Studio album by Emm Gryner
- Released: 2002
- Genre: Pop, alternative rock
- Length: 39:16
- Label: Dead Daisy

Emm Gryner chronology
| Girl Versions (2001) | Asianblue (2002) | Songs of Love and Death (2005) |

= Asianblue =

Asianblue is the seventh album by Emm Gryner, released in 2002 on Gryner's independent Dead Daisy Records.

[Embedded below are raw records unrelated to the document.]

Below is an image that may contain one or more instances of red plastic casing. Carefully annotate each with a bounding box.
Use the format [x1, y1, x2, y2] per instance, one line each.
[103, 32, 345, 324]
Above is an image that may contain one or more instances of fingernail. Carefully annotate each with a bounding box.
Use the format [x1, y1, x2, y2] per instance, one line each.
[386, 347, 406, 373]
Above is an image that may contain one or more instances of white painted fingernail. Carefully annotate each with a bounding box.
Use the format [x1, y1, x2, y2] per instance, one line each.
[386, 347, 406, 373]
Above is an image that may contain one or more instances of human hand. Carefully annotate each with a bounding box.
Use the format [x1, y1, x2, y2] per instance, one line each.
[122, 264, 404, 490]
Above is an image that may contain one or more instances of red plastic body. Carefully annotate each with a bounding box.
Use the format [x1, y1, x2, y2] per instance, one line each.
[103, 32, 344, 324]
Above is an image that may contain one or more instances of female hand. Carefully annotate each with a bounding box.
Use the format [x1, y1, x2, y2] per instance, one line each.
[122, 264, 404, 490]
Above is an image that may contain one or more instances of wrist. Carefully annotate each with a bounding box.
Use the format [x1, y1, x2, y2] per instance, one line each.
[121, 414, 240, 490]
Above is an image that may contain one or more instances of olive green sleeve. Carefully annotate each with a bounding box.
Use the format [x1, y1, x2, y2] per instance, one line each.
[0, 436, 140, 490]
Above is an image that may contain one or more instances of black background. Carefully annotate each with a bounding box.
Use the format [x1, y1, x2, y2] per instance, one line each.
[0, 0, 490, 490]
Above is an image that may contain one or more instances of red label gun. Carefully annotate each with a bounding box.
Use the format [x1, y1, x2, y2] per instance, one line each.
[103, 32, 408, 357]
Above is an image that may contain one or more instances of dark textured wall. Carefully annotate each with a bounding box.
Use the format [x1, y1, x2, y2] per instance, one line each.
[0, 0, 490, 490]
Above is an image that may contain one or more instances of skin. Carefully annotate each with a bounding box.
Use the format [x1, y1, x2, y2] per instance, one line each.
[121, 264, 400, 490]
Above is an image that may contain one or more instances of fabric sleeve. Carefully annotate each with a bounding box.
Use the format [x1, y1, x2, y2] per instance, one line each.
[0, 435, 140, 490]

Asianblue was nominated for Pop Album of the Year at the 2003 Juno Awards, but lost to Avril Lavigne's Let Go.

Professional ratings
Review scores
| Source | Rating |
| Allmusic | Star |

==Track listing==

1. "Symphonic" (3:43)
2. "Beautiful Things" (3:11)
3. "Northern Holiday" (3:28)
4. "Free" (3:25)
5. "Young Rebel" (3:30)
6. "Siamese Star" (3:35)
7. "Lonestar" (4:37)
8. "Christopher" (2:48)
9. "Divine Like You" (3:46)
10. "East Coast Angel" (3:36)
11. "Green Goodnight" (3:34)

==In Media==

The track "Symphonic" was featured numerous times on 15/Love, a television show that ran on Canada's YTV station from 2004 to 2006.